Concern about riot points led our U.S. Bond Strategy team to tactically downgrade spread product to neutral. Relative to equities or commodities, spread products continue to offer a better risk/reward balance.

Indeed, the longer-term outlook for U.S. spread product remains favorable based on the steady tailwind provided by easy Fed policy and a gradually healing domestic economy. However, gains are unlikely to be realized until policy uncertainty dissipates sometime after Q1 2013.

Bond Markets Are Mispricing Government Solvency

Bond markets are obsessed with the level of government debt. But solvency is not just about debt servicing costs.

A country’s solvency relies on an economy’s ability to generate growth, and its government’s ability to deliver primary surpluses. The U.K. government has a lower debt servicing burden than most of its European neighbors. But the country will face much stronger headwinds to future growth and it also has a poor record in producing primary surpluses.

Putting this together, it is clear that the solvency of the U.K. is not materially different to that of Italy or Spain – and considerably worse than the solvency of the euro area in aggregate. However, the bond market is not priced accordingly: 7-10 year sovereign yields trade at 1.5% in the U.K. compared with 5% in Italy and Spain and 2.5% for the euro area weighted average.

Until recently, there has been a very good reason for this polarization in yields. The U.K. sovereign has a lender of last resort – the Bank of England – which has been aggressively buying U.K. gilts. In contrast, the Italian and Spanish sovereigns did not have such a backstop, making them victims of a classic liquidity crisis. But with the ECB’s pledge to “do whatever it takes”, the mispricing of sovereign risks in Europe should now gradually correct.

Our European Investment Strategy service recommends a structural overweight position in euro area (weighted-average) bonds relative to U.K. gilts.

Can The Debt Supercycle Migrate Beyond The Developed World?

The Debt Supercycle is on its last legs in the developed world, but investors should not look for a full-on migration to the developing world.

Can The Debt Supercycle Migrate Beyond The Developed World

T he supercycle could not have become entrenched in the G7 if policymakers did not believe that it worked.
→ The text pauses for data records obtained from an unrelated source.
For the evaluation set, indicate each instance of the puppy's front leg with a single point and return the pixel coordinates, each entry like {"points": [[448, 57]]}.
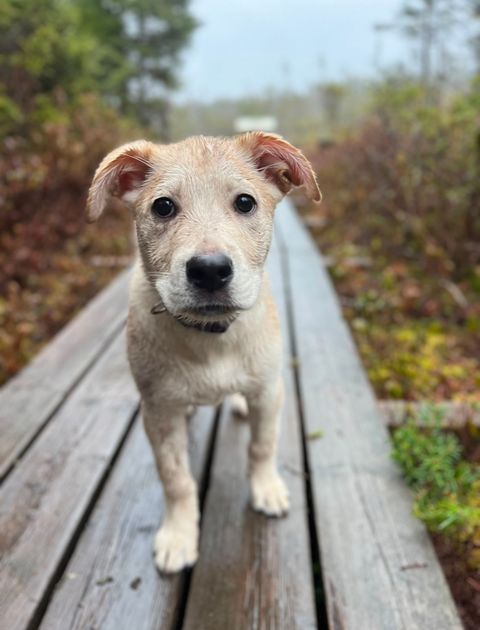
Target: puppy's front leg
{"points": [[268, 490], [176, 542]]}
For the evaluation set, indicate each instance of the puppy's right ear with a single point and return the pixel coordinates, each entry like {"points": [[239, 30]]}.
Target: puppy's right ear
{"points": [[120, 174]]}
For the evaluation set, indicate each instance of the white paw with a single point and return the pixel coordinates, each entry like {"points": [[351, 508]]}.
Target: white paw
{"points": [[239, 405], [175, 549], [269, 494]]}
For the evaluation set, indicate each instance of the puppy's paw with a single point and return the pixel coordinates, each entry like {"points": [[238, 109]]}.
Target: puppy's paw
{"points": [[269, 494], [175, 549], [239, 406]]}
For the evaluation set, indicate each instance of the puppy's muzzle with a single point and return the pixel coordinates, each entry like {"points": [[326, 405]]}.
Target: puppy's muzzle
{"points": [[210, 272]]}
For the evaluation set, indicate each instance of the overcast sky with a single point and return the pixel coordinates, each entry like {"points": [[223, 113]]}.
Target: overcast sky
{"points": [[246, 46]]}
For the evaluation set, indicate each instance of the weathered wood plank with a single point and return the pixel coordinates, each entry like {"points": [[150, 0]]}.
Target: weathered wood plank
{"points": [[30, 398], [44, 501], [254, 572], [111, 581], [379, 567]]}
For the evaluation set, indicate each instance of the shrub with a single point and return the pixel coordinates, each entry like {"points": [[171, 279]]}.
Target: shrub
{"points": [[446, 486]]}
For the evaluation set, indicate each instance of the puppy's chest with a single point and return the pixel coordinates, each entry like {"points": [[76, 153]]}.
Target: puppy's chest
{"points": [[212, 380]]}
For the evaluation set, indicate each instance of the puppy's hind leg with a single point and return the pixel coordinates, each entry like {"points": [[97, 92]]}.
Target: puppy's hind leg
{"points": [[269, 494], [176, 542]]}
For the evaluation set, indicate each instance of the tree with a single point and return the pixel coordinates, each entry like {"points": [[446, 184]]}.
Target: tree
{"points": [[125, 51], [148, 36]]}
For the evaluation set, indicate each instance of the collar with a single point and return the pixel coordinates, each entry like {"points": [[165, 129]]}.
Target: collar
{"points": [[210, 327]]}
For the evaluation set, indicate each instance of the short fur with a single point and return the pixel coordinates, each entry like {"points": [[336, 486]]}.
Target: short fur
{"points": [[174, 364]]}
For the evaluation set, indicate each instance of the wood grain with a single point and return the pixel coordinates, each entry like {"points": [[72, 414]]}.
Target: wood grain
{"points": [[29, 399], [379, 567], [254, 572], [44, 501], [111, 581]]}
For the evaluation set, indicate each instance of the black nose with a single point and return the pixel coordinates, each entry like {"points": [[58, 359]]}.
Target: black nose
{"points": [[210, 271]]}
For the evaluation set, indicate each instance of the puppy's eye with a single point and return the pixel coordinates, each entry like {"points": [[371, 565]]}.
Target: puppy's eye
{"points": [[245, 204], [163, 207]]}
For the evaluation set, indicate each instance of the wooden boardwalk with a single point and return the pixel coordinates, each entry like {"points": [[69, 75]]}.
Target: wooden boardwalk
{"points": [[80, 499]]}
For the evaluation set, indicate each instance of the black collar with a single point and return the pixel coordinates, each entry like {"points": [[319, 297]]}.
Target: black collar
{"points": [[211, 327]]}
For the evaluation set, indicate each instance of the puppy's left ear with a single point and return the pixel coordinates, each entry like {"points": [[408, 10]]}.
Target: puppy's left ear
{"points": [[280, 162]]}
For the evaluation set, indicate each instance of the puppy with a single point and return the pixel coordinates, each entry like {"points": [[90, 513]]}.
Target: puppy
{"points": [[202, 324]]}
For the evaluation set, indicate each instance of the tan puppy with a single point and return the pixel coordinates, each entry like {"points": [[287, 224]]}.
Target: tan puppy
{"points": [[202, 324]]}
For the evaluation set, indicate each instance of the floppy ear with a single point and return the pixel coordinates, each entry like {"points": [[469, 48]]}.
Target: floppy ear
{"points": [[120, 174], [280, 162]]}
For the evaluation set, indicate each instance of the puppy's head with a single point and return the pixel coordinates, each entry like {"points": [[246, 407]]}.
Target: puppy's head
{"points": [[203, 210]]}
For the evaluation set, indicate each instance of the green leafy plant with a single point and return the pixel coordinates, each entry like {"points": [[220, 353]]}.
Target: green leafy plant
{"points": [[446, 486]]}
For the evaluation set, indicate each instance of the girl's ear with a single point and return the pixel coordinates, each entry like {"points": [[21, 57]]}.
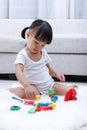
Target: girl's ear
{"points": [[27, 34]]}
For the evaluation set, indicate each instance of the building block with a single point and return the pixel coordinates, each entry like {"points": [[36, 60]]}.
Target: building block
{"points": [[70, 95]]}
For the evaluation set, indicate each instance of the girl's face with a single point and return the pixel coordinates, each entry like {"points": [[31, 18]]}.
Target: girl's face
{"points": [[34, 45]]}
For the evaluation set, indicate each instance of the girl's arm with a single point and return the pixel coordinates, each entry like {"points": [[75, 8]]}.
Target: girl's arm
{"points": [[20, 75], [55, 74], [30, 90]]}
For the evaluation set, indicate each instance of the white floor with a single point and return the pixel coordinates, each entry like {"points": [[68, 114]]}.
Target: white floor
{"points": [[5, 84]]}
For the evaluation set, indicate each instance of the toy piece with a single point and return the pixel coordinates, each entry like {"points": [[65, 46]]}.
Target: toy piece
{"points": [[32, 110], [29, 102], [54, 98], [51, 91], [71, 95], [37, 97], [18, 99], [15, 108], [53, 104]]}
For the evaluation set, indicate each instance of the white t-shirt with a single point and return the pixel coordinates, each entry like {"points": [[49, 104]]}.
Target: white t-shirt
{"points": [[36, 72]]}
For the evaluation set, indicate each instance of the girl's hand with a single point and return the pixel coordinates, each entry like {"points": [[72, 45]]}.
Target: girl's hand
{"points": [[61, 77], [31, 92]]}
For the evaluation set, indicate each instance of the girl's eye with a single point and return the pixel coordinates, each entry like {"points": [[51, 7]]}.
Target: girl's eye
{"points": [[43, 45]]}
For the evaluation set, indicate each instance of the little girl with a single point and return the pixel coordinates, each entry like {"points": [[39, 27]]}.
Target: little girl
{"points": [[33, 68]]}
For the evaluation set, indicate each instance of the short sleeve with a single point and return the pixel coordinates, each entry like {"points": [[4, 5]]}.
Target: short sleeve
{"points": [[47, 57]]}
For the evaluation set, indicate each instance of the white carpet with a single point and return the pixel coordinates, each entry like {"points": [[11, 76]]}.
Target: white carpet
{"points": [[70, 115]]}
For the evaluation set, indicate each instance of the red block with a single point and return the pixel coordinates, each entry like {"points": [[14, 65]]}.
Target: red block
{"points": [[71, 95], [29, 102]]}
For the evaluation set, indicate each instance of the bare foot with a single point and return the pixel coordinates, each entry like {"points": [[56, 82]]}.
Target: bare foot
{"points": [[74, 86]]}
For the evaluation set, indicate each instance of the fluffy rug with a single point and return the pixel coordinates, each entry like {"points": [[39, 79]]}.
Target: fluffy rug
{"points": [[71, 115]]}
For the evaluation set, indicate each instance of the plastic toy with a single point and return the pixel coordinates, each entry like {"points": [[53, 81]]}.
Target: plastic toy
{"points": [[15, 108], [71, 95]]}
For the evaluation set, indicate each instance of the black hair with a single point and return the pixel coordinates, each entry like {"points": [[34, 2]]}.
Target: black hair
{"points": [[43, 33]]}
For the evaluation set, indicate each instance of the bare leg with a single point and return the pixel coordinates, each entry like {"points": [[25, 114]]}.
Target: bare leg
{"points": [[20, 92], [62, 89]]}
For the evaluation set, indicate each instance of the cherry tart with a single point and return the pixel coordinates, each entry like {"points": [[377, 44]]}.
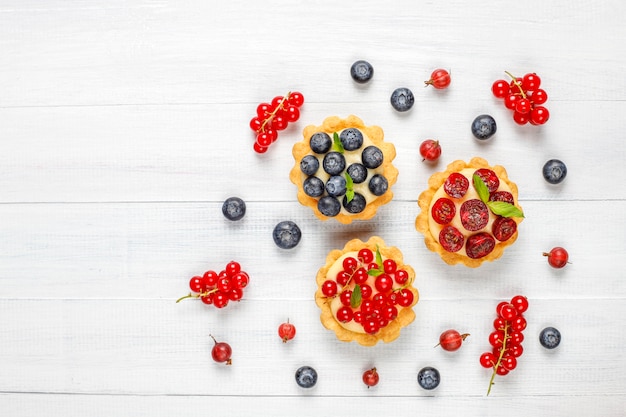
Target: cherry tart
{"points": [[469, 213], [343, 169], [365, 292]]}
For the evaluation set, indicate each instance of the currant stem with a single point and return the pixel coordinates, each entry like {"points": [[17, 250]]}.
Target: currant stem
{"points": [[517, 83], [497, 365], [273, 113]]}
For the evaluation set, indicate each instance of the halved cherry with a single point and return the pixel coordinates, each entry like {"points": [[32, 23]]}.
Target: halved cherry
{"points": [[489, 177], [474, 214], [479, 245], [443, 210], [504, 196], [503, 228], [456, 185], [451, 239]]}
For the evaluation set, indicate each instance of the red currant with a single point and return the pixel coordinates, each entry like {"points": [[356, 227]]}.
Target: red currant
{"points": [[451, 340], [440, 79], [370, 377], [286, 331], [557, 257], [430, 150], [221, 352]]}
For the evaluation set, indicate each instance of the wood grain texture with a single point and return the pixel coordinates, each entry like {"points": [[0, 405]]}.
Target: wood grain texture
{"points": [[124, 126]]}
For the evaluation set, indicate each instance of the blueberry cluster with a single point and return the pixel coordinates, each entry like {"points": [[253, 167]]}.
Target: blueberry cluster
{"points": [[337, 191]]}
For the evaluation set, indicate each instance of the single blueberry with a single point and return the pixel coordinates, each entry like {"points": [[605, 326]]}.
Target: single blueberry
{"points": [[334, 163], [357, 172], [428, 378], [336, 185], [320, 142], [484, 127], [550, 338], [313, 187], [234, 208], [356, 205], [378, 185], [554, 171], [372, 157], [351, 139], [329, 206], [286, 234], [309, 165], [361, 71], [306, 377], [402, 99]]}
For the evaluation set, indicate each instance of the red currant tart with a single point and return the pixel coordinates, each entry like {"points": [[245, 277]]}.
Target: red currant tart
{"points": [[469, 213], [366, 292], [343, 169]]}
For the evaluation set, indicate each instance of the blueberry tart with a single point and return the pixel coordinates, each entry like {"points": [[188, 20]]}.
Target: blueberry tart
{"points": [[343, 169]]}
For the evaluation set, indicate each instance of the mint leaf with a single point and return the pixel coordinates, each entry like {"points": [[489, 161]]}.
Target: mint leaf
{"points": [[481, 188], [504, 209], [337, 145], [349, 187], [355, 298]]}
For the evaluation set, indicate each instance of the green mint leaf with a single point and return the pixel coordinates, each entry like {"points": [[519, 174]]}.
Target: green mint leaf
{"points": [[379, 258], [374, 272], [504, 209], [481, 188], [337, 145], [355, 298], [349, 187]]}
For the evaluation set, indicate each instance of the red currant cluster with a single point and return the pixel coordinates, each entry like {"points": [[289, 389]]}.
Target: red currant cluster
{"points": [[219, 288], [370, 290], [524, 97], [274, 116], [506, 340]]}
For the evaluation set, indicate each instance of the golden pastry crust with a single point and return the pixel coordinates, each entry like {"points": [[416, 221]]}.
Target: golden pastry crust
{"points": [[406, 315], [424, 201], [331, 125]]}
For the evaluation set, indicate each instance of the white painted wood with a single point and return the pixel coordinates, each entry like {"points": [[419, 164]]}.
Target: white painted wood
{"points": [[124, 125]]}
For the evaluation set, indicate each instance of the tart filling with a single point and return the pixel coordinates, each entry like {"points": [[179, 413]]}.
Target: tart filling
{"points": [[366, 292], [343, 169], [469, 213]]}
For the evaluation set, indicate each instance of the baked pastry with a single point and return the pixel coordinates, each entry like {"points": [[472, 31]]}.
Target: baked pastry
{"points": [[343, 169], [469, 213], [366, 292]]}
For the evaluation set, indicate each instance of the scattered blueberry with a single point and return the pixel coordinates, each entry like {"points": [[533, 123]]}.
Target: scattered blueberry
{"points": [[372, 157], [357, 172], [402, 99], [336, 185], [313, 187], [334, 163], [286, 234], [428, 378], [234, 208], [361, 71], [351, 139], [329, 206], [550, 338], [484, 127], [356, 205], [320, 142], [378, 185], [309, 165], [554, 171], [306, 377]]}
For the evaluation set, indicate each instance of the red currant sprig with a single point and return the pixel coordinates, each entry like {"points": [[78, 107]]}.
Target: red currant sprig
{"points": [[524, 97], [219, 289], [275, 116], [506, 340]]}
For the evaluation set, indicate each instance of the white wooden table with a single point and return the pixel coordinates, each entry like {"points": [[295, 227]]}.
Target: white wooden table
{"points": [[124, 126]]}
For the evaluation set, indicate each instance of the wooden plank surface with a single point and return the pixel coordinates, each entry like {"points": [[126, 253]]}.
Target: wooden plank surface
{"points": [[124, 126]]}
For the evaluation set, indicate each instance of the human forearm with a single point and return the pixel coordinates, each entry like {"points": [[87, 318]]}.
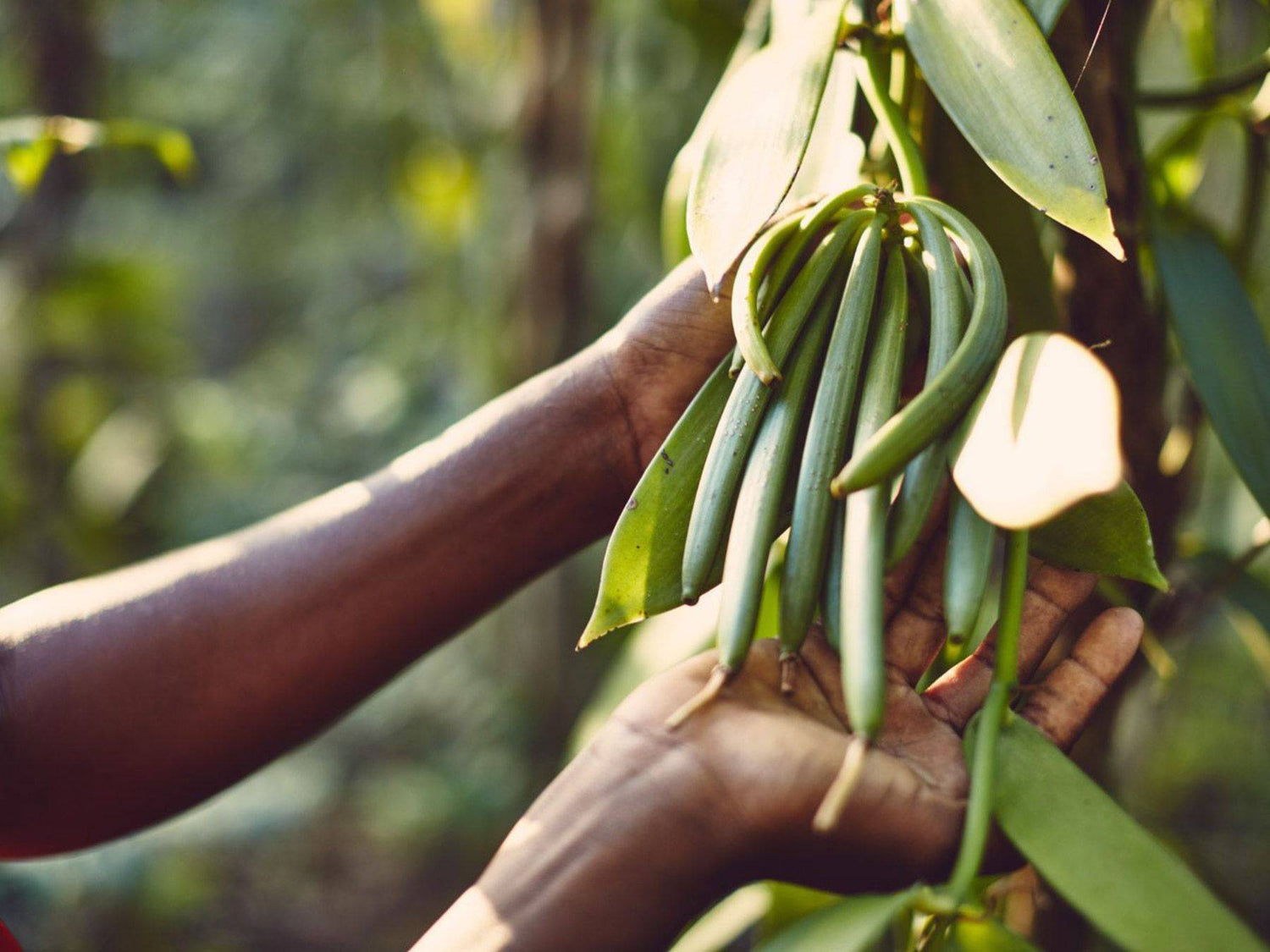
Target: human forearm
{"points": [[616, 855], [131, 696]]}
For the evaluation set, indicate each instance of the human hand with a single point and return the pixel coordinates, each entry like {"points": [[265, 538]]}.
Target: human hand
{"points": [[648, 827], [662, 352], [759, 763]]}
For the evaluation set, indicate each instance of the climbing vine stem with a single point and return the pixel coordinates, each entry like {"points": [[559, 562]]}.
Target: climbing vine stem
{"points": [[978, 812]]}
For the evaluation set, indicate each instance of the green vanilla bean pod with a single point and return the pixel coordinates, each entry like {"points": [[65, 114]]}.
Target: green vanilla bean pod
{"points": [[925, 472], [970, 542], [726, 461], [945, 400], [831, 607], [762, 490], [864, 542], [812, 223], [827, 442], [864, 550], [746, 316]]}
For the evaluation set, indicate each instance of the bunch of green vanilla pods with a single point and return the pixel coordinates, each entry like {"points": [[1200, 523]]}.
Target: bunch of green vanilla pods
{"points": [[810, 438]]}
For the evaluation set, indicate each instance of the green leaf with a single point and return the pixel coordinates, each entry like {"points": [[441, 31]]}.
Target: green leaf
{"points": [[1107, 535], [1046, 13], [27, 162], [1006, 221], [856, 923], [1222, 344], [992, 71], [986, 936], [642, 573], [1128, 885], [759, 132]]}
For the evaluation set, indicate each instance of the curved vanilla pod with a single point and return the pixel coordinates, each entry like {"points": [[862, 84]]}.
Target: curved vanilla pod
{"points": [[812, 223], [864, 543], [711, 508], [762, 489], [944, 401], [826, 443], [831, 598], [970, 543], [926, 471], [746, 317]]}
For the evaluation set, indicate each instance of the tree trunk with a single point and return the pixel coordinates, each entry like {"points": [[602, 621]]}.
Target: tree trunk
{"points": [[1107, 299]]}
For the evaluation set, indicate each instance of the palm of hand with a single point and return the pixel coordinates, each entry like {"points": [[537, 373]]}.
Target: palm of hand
{"points": [[764, 761]]}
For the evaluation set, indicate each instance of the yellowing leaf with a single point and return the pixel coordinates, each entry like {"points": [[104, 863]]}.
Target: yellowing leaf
{"points": [[1046, 434], [992, 71], [759, 134]]}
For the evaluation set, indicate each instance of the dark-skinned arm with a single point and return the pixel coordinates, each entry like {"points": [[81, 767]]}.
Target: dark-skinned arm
{"points": [[131, 696], [647, 827]]}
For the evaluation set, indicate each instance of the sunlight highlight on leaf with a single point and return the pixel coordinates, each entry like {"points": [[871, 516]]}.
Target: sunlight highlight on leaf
{"points": [[1046, 434]]}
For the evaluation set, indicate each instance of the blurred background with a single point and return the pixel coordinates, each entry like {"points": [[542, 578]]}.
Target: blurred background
{"points": [[391, 211]]}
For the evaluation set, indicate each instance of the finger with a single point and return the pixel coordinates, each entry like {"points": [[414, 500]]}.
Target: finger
{"points": [[1062, 705], [1051, 598], [901, 579], [916, 632], [822, 664]]}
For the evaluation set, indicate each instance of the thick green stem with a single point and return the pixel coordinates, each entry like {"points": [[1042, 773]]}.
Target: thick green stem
{"points": [[903, 146], [978, 812]]}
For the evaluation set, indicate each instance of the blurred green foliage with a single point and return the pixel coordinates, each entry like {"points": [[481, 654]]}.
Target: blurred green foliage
{"points": [[340, 277]]}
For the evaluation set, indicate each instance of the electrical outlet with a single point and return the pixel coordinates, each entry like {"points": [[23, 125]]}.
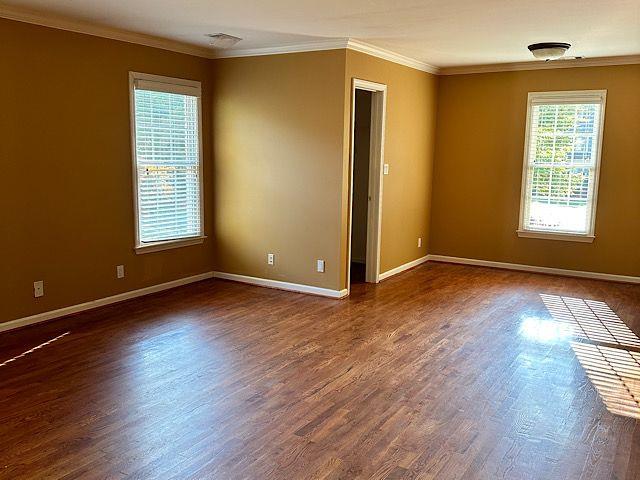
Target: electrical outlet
{"points": [[38, 288]]}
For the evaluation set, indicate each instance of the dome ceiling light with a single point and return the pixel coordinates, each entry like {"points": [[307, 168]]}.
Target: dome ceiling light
{"points": [[549, 50]]}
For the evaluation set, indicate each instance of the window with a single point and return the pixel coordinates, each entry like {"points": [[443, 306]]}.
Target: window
{"points": [[167, 161], [561, 165]]}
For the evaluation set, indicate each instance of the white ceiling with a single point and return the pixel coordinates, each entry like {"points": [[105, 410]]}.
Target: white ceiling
{"points": [[439, 32]]}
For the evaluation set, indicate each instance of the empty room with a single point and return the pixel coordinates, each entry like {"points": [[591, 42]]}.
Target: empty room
{"points": [[320, 240]]}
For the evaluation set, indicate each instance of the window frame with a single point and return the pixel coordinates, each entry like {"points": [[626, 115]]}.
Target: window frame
{"points": [[556, 97], [169, 85]]}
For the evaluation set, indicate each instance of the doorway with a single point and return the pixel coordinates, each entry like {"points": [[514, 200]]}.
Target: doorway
{"points": [[368, 110]]}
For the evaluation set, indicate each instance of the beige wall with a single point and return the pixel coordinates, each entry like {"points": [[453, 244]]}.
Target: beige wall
{"points": [[476, 196], [278, 133], [66, 196], [409, 151]]}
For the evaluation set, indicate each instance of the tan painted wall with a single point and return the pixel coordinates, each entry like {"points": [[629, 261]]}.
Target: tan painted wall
{"points": [[409, 150], [278, 136], [480, 142], [66, 196]]}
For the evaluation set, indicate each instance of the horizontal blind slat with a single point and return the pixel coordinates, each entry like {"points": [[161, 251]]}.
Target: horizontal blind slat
{"points": [[167, 164]]}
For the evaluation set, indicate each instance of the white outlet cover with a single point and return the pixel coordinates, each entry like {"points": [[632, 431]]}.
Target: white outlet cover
{"points": [[38, 288]]}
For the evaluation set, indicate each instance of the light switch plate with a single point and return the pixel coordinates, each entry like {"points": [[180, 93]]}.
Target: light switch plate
{"points": [[38, 288]]}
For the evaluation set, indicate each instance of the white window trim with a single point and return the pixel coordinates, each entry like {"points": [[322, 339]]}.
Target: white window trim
{"points": [[171, 85], [562, 97]]}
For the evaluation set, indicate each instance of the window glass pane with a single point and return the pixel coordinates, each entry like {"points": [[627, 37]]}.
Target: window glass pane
{"points": [[168, 165], [561, 165]]}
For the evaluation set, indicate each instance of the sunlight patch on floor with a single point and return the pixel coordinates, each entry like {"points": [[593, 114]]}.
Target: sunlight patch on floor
{"points": [[606, 349], [590, 320], [616, 375], [31, 350]]}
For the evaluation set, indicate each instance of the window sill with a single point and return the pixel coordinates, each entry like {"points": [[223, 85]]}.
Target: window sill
{"points": [[168, 245], [566, 237]]}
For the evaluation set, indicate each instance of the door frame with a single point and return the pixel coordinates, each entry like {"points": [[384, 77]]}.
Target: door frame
{"points": [[376, 162]]}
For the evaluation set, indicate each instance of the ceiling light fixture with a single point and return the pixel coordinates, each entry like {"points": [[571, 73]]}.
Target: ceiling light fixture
{"points": [[549, 50], [222, 40]]}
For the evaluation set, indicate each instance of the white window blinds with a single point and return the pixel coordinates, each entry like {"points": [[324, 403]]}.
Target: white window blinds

A simple comparison of year-over-year changes in private indebtedness with year-over-year changes in nominal GDP growth suggests that it did: increased borrowing was associated with expansion across the G7.

Developing world officials wishing to replicate the supercycle in their own countries would be abetted by currently light debt burdens. Emerging economy balance sheets are relatively pristine compared to developed economy balance sheets, with narrower budget deficits helping to keep them that way. But more credit-reliant economies in EM are not a foregone conclusion.

As a group, emerging economies lack the income, infrastructure and credit culture to make full use of their apparent capacity. Moreover, the leading emerging markets need time to digest the acceleration in the rate of credit expansion that has already occurred. Investors should nonetheless expect financial deepening and an expansion of social safety nets as developing world wealth increases.

Long-term investors can best position for the waning of the supercycle in the developed world, and financial deepening in the developing world, by increasing exposure to emerging market financials and health care equities and debt.